Laura Childs - Death by Darjeeling

Jul 31, 2005 15:25

I put this book on my reading list in the hopes of discovering another good example of the newly-popular "cozy" mysteries.

The premise is that Theodosia Browning is a woman, I'm guessing in her thirties, who gave up a successful advertising career to run a tea shop in historic Charleston, South Carolina. She works with a professional tea man Drayton Conneley and her waitress and woman-of-all-work Hayley Parker, and now Hayley's recently widowed friend Bethany. The tea shop team serve tea and cakes at the end of a nighttime tour of Charleston's historic homes, and they are horrified when a real estate developer Hughes Barron is found dead after drinking the tea. Theodosia begins poking around in the mystery, partly from curiosity and partly to make sure her business doesn't suffer from unfounded accusations.

There were two good points about this book. The first was the information on tea and its associated businesses. The second was the description of the historic district of Charleston.

Sadly, that was all that was good. The author takes what could be a very interesting scenario and completely ruins it, in my opinion, with low quality characterization and writing. The characters are all complete cardboard cutouts. The author tells, rather than shows, that Theodosia is attractive and smart and wonderful. We glean this information from strange switches in point-of-view, from third person Theo to third person anyone-who-sees-Theo. The entire purpose of these jarring changes is to get everyone else's fawning descriptions of Theo herself.

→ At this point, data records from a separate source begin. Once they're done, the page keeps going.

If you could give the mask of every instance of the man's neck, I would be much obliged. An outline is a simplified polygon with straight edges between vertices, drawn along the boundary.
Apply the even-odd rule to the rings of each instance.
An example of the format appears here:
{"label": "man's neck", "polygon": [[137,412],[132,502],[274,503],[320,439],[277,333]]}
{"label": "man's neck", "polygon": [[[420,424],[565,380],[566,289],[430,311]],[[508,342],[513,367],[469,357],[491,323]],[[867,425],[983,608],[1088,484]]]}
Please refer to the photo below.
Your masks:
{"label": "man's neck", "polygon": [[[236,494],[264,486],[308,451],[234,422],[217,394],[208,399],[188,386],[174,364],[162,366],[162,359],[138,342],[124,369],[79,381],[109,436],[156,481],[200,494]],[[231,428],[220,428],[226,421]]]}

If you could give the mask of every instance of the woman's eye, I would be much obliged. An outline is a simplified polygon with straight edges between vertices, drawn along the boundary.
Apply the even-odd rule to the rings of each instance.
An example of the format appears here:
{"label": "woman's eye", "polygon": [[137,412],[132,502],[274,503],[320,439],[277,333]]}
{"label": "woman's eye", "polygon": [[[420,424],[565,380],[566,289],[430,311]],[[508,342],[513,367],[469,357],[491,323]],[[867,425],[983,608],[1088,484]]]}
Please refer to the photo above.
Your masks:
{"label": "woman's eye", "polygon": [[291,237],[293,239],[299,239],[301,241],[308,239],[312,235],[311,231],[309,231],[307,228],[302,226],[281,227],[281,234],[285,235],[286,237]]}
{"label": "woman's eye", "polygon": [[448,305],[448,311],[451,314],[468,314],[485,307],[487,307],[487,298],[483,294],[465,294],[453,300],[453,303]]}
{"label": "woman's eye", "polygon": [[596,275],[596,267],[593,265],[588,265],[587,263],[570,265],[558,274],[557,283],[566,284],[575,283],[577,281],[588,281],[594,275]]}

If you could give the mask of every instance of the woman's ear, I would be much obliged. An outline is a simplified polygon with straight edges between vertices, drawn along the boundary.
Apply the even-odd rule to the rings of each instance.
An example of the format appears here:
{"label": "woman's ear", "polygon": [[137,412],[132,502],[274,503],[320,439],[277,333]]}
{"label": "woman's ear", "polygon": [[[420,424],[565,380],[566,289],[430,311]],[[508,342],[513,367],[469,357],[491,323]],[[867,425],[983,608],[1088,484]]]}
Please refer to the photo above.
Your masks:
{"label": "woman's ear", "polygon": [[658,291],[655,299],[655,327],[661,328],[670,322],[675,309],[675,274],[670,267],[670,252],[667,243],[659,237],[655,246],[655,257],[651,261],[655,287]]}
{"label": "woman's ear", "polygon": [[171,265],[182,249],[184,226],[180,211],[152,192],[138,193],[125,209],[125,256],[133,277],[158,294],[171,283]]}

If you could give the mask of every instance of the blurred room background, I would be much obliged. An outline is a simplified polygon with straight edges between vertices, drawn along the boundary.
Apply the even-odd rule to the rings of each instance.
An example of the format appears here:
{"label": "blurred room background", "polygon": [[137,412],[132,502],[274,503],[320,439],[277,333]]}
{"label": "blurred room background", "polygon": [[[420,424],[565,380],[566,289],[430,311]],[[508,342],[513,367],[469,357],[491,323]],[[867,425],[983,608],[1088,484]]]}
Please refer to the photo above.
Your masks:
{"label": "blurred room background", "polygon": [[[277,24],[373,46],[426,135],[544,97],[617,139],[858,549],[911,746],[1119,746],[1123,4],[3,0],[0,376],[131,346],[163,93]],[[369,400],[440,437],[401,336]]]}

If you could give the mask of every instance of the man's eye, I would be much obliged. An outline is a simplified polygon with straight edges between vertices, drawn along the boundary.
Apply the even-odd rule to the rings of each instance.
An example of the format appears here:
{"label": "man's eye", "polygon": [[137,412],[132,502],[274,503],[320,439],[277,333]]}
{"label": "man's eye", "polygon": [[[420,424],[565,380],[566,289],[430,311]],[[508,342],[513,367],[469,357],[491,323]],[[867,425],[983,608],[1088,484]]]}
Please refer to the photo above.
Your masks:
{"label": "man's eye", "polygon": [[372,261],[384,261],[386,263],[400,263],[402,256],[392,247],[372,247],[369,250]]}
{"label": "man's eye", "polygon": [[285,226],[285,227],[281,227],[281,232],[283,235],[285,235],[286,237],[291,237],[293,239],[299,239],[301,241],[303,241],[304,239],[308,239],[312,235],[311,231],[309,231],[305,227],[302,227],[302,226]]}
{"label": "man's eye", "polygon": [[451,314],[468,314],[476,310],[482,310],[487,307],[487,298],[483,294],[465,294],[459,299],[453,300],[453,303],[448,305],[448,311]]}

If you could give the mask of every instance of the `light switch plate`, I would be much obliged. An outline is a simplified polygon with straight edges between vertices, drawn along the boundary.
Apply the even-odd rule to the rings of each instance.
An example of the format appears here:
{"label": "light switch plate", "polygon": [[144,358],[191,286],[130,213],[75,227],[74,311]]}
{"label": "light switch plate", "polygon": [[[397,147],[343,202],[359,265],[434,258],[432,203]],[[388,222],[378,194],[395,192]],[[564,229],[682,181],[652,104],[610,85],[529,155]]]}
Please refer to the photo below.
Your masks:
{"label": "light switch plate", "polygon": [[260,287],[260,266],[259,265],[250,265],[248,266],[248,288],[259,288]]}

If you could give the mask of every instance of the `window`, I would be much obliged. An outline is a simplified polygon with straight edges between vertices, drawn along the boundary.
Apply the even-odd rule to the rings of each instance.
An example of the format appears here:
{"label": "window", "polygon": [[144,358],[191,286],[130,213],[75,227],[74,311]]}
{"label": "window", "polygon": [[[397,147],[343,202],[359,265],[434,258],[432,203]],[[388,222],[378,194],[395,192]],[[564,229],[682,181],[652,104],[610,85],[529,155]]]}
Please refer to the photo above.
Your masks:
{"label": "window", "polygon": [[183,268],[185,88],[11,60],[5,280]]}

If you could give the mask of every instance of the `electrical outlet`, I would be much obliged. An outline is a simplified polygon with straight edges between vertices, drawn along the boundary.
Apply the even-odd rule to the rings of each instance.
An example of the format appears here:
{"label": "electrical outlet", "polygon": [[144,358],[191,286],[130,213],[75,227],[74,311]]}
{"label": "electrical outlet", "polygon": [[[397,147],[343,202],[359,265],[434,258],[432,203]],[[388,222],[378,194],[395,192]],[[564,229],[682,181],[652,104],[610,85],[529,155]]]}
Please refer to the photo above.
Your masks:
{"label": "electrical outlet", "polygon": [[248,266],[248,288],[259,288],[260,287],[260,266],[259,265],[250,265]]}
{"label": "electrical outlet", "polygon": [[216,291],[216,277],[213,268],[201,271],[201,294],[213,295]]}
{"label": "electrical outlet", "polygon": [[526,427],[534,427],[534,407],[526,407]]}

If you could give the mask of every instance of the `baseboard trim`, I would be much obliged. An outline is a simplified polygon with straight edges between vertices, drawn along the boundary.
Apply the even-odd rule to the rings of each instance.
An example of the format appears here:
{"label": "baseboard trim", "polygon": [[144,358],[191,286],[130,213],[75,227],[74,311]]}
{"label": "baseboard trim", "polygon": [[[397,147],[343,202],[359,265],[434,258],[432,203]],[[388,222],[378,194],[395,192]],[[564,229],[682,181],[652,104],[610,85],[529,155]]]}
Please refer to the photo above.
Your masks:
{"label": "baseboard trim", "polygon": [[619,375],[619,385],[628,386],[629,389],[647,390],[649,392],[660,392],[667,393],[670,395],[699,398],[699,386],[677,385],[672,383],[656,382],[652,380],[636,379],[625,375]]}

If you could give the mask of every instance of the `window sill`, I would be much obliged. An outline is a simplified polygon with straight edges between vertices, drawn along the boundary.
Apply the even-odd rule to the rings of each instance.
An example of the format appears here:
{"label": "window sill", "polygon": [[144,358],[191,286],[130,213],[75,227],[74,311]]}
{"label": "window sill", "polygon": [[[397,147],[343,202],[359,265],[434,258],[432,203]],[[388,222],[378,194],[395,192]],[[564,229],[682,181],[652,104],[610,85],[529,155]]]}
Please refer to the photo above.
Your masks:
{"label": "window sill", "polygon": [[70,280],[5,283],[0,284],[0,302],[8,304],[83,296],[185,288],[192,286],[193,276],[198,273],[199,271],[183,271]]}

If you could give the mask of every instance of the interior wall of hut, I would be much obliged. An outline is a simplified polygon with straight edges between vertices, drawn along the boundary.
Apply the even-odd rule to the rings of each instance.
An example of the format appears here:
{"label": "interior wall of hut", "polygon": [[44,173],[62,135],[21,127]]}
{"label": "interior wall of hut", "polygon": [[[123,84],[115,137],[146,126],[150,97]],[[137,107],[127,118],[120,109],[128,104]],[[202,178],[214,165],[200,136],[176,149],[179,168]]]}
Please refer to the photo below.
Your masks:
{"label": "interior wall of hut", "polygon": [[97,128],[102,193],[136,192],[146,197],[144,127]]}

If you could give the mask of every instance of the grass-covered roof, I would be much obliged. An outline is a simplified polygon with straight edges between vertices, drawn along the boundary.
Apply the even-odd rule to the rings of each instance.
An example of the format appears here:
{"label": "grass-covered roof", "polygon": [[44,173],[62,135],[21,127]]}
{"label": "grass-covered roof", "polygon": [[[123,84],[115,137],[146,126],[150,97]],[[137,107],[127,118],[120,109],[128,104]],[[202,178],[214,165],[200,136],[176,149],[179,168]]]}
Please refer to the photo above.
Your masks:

This example, from the middle of a chapter, is a representative example. Tanner Joseph glanced up from his iMac computer and the new climate modeling program he was trying to teach himself and gazed at the woman who'd just stepped through his door. Lovely, was his first impression. Perhaps a few years older than he was, but really lovely. Great hair plus a real presence about her. Was she old money, perhaps?

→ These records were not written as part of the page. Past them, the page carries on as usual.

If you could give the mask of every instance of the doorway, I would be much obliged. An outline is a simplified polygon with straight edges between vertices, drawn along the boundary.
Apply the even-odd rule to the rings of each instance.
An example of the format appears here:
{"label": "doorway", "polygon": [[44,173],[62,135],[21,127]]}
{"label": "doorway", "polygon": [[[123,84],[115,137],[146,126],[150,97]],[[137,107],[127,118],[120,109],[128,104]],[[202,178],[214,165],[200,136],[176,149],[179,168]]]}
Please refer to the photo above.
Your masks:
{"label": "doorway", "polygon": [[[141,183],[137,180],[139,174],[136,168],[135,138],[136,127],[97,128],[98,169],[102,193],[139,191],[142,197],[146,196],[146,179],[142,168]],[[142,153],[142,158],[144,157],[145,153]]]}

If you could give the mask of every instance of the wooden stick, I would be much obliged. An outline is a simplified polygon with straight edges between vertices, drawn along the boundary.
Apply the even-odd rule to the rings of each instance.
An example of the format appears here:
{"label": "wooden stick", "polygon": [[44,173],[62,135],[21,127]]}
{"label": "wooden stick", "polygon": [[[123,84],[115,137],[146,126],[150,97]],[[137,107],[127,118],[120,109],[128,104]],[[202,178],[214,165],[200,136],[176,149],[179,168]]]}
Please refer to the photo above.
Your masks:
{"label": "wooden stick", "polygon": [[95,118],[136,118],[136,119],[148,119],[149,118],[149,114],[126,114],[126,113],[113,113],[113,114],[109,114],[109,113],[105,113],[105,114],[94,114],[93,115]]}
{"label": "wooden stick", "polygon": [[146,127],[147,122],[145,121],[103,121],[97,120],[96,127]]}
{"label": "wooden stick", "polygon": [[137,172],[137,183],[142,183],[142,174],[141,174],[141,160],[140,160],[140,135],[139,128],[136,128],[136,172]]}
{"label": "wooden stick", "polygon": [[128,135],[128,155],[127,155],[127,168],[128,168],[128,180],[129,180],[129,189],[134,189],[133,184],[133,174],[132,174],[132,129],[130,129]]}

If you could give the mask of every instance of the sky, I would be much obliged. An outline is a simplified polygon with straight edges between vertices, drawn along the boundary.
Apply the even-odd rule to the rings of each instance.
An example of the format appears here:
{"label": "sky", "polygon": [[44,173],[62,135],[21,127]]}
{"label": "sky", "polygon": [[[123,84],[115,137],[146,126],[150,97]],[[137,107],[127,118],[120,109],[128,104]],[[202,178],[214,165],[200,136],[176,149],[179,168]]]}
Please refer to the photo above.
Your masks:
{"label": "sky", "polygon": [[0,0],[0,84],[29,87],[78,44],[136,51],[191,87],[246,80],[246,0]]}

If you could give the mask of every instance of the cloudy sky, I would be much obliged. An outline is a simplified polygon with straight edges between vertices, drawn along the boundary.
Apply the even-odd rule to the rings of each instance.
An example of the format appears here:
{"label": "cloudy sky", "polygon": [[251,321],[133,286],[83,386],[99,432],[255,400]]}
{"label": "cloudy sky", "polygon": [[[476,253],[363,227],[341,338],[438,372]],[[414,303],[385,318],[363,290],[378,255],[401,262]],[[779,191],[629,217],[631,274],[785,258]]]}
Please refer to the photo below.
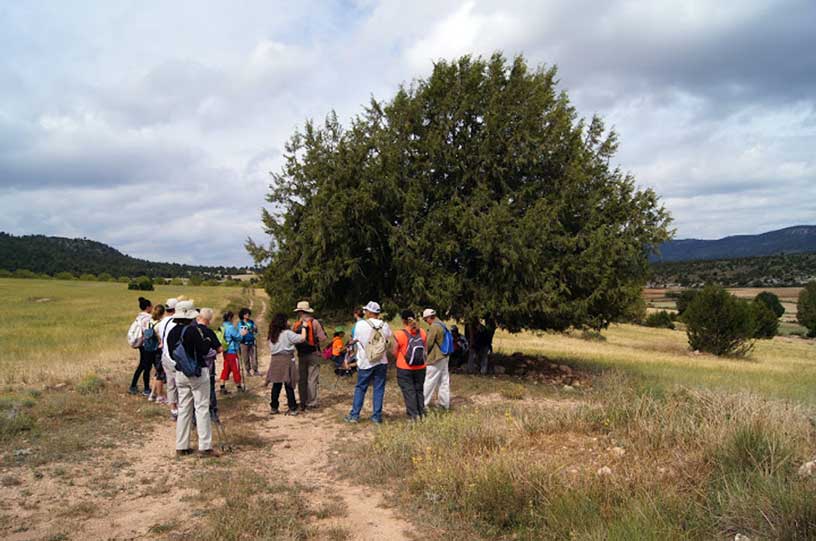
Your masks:
{"label": "cloudy sky", "polygon": [[495,50],[558,65],[678,237],[816,223],[813,0],[0,0],[0,230],[248,263],[296,126]]}

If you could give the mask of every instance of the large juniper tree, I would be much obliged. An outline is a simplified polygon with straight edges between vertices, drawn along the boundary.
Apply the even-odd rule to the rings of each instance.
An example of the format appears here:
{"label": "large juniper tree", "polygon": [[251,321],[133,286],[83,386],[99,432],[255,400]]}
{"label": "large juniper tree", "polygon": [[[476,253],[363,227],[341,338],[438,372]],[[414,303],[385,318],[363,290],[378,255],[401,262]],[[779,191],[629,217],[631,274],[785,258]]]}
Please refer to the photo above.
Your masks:
{"label": "large juniper tree", "polygon": [[510,330],[602,328],[669,237],[652,190],[613,168],[614,132],[578,117],[556,70],[463,57],[373,100],[348,129],[307,122],[263,223],[272,303],[433,306]]}

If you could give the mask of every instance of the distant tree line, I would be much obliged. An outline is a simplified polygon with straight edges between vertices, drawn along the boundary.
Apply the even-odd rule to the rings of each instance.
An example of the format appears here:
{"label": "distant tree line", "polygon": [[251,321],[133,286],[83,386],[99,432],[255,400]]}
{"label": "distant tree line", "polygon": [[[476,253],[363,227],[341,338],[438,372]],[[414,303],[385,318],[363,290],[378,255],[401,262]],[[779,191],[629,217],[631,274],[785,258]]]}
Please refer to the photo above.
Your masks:
{"label": "distant tree line", "polygon": [[[250,269],[226,266],[197,266],[180,263],[156,263],[125,255],[118,250],[89,239],[67,239],[44,235],[15,236],[0,232],[0,265],[5,271],[27,271],[35,275],[56,277],[67,272],[82,275],[162,276],[221,280],[245,274]],[[24,276],[19,276],[24,277]]]}
{"label": "distant tree line", "polygon": [[741,259],[652,264],[649,284],[702,287],[793,287],[816,278],[816,254],[782,254]]}

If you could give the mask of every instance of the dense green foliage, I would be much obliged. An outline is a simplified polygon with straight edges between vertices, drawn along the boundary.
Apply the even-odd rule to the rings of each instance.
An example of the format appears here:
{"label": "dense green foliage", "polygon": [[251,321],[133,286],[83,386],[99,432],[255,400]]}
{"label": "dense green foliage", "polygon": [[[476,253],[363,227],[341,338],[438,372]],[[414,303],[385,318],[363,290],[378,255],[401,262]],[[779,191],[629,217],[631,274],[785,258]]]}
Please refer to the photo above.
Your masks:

The heroine herself has a particularly irritating habit. Once Theo has discovered that the victim was poisoned, she jumps to conclusions about everyone who has ever learned anything about any poison. For example, the young man she hires to create labels for tea tins spent time in the Amazon, where he very suspiciously learned about poison dart frogs. This leads Theo to put him on her list of suspects, never mind her complete lack of evidence of any kind and the relative improbability of the murder method.

I finally gave up reading and just skipped to the end, to see which of Theo's numerous suspects actually did the murder. It was no one she had suspected, revealing that almost the entire book was spent detailing red herrings. That made me glad I hadn't bothered with the last third of them.

Summary: Good premise, poor execution. I'm certainly glad I didn't buy this one, and I probably won't read the next in the series, unless I hear that the writing improves.